Integrate seekdb Vector with Firecrawl
seekdb provides capabilities for storing vectors, creating vector indexes, and performing vector searches. You can store the vectorized data in seekdb for use in subsequent searches.
Firecrawl enables developers to extract high-quality data from any website to build AI applications. This tool offers advanced web scraping, crawling, and data extraction capabilities, efficiently converting website content into clean markup language or structured data to meet the needs of downstream AI workflows.

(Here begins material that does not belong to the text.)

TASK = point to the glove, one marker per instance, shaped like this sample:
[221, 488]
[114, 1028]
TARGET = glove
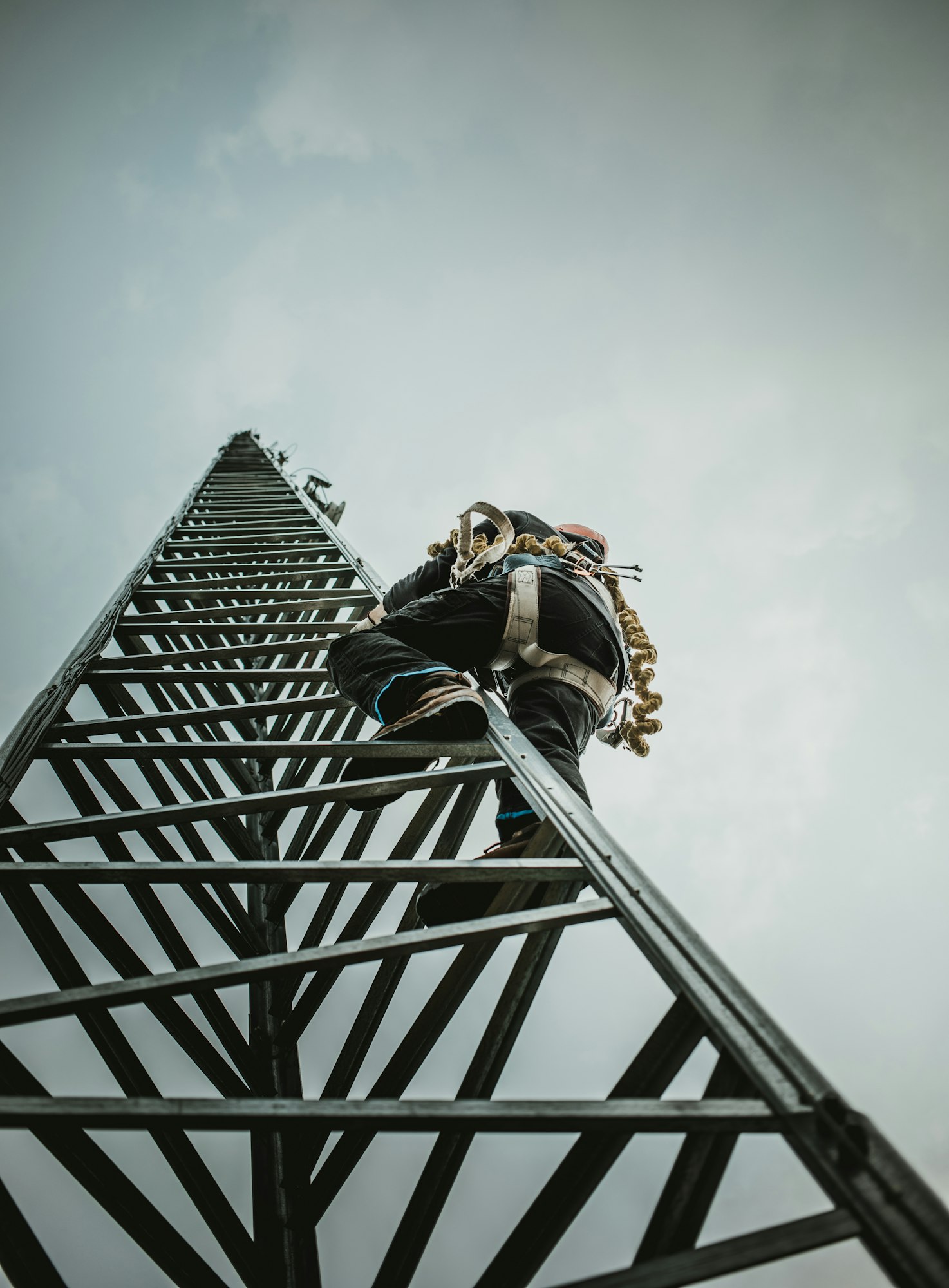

In this tutorial, we will show you how to build a Retrieval-Augmented Generation (RAG) pipeline using seekdb and Firecrawl. The pipeline integrates Firecrawl for web data scraping, seekdb for vector storage, and Jina AI for generating insightful, context-aware responses.
Prerequisites
-
You have deployed the seekdb .
-
Your environment has a usable MySQL tenant, MySQL database, and account, and the database account has read and write permissions.
-
Python 3.11 or later is installed.
-
Dependencies are installed.
python3 -m pip install cffi pyseekdb requests firecrawl-py
Step 1: Obtain database connection information
Contact the seekdb deployment personnel or administrator to obtain the database connection string, for example:
mysql -h$host -P$port -u$user_name -p$password -D$database_name
Parameter description:
-
$host: the IP address for connecting to seekdb. -
$port: the port for connecting to seekdb, which is 2881 by default. -
$database_name: the name of the database to be accessed.tipThe user needs to have the
CREATE,INSERT,DROP, andSELECTpermissions on the database. -
$user_name: the database connection account. -
$password: the account password.
Step 2: Build your AI assistant
Use Firecrawl to scrape web pages and save the data in seekdb Vector for search.
Set environment variables
Obtain the Firecrawl API key and configure the environment variables with the seekdb connection information.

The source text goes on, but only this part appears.